Delaying aging to prevent multiple age‐related diseases is an obviously more exciting and promising approach than attacking one disease at a time, where because of comorbidities, the outcome is a no‐gain exchange of one disease for another. The benefits for health and fulfillment are obvious. However, there are also powerful political, economic, and societal gains to be attained, as framed in The Longevity Dividend (Olshansky, 2016). The economic value that can be derived from applying geroscience principles to healthcare has been recently reassessed showing that a slowdown in aging that increases life expectancy by just one year is worth $38 trillion a year, due to complementary gains in health and longevity (Scott et al., 2021).
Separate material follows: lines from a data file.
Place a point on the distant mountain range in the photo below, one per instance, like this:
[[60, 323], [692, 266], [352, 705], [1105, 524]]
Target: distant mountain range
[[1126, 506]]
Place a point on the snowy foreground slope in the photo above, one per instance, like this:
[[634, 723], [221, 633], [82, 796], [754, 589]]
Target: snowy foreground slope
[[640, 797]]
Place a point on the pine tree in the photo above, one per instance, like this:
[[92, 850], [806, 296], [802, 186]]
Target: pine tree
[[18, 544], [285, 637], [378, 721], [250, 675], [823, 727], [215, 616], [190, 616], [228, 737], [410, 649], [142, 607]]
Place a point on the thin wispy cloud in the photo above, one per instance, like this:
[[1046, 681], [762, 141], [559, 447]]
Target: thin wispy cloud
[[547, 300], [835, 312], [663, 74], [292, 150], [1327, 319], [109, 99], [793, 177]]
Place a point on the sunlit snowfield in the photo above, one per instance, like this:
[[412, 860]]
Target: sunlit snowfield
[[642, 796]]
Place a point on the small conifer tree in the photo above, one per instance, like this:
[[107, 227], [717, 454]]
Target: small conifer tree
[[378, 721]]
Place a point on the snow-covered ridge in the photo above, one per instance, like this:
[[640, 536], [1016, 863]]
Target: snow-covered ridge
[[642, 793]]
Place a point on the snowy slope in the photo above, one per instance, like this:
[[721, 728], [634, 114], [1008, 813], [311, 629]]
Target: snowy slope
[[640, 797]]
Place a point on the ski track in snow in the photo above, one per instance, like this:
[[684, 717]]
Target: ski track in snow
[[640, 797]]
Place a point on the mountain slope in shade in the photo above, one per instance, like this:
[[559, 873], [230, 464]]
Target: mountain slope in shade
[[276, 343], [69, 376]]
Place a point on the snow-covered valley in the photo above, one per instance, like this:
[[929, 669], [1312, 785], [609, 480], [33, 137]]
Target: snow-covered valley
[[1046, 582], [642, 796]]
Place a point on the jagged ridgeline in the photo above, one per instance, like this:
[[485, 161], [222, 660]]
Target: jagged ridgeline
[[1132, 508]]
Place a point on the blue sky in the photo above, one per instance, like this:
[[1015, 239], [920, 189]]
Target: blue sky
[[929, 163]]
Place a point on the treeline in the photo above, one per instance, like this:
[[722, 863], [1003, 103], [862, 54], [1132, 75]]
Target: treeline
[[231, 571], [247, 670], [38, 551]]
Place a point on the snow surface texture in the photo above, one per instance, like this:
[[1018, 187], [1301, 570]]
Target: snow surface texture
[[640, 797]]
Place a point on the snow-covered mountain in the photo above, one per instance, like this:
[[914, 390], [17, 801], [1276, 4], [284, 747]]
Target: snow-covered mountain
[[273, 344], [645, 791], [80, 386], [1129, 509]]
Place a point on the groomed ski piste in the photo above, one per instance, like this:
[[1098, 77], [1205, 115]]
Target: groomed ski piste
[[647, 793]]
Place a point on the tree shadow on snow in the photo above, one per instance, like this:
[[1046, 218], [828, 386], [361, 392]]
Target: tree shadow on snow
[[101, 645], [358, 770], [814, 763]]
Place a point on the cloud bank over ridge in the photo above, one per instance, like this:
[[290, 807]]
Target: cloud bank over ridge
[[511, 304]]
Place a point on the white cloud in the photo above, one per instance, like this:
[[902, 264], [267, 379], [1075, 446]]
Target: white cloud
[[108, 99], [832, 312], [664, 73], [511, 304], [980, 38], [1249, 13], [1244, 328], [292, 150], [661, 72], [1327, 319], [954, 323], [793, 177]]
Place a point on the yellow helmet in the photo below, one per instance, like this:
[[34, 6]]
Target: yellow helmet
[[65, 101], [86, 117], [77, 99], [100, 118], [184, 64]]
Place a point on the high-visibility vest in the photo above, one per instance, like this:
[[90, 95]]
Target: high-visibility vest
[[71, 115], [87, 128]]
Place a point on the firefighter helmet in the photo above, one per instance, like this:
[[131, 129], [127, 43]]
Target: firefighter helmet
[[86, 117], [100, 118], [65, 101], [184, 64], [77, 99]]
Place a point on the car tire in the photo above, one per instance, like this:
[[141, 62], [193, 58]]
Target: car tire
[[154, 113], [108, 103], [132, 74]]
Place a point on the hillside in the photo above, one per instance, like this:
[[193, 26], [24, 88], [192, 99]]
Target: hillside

This is a very conservative estimate since the available data suggest that, for example, metformin has the potential to increase life span by ~3 years (Barzilai et al., 2016; Scott et al., 2021). Thus, targeting aging with gerotherapeutics offers potentially larger economic gains than eradicating individual diseases, and for both quality of life and economic reasons, we cannot afford to forfeit this opportunity for a truly transformational approach to healthcare.

CONFLICT OF INTEREST

ASK is an employee of AbbVie, but his recent employment did not influence the work reviewed or presented in this manuscript. SA, DB, FS, GAK, and NB declare no competing interests.

AUTHOR CONTRIBUTIONS

ASK, SA, and NB conceived the idea for the manuscript. All authors (ASK, SA, DB, FS, GAK, and NB) contributed to the literature search, writing, and editing of the manuscript.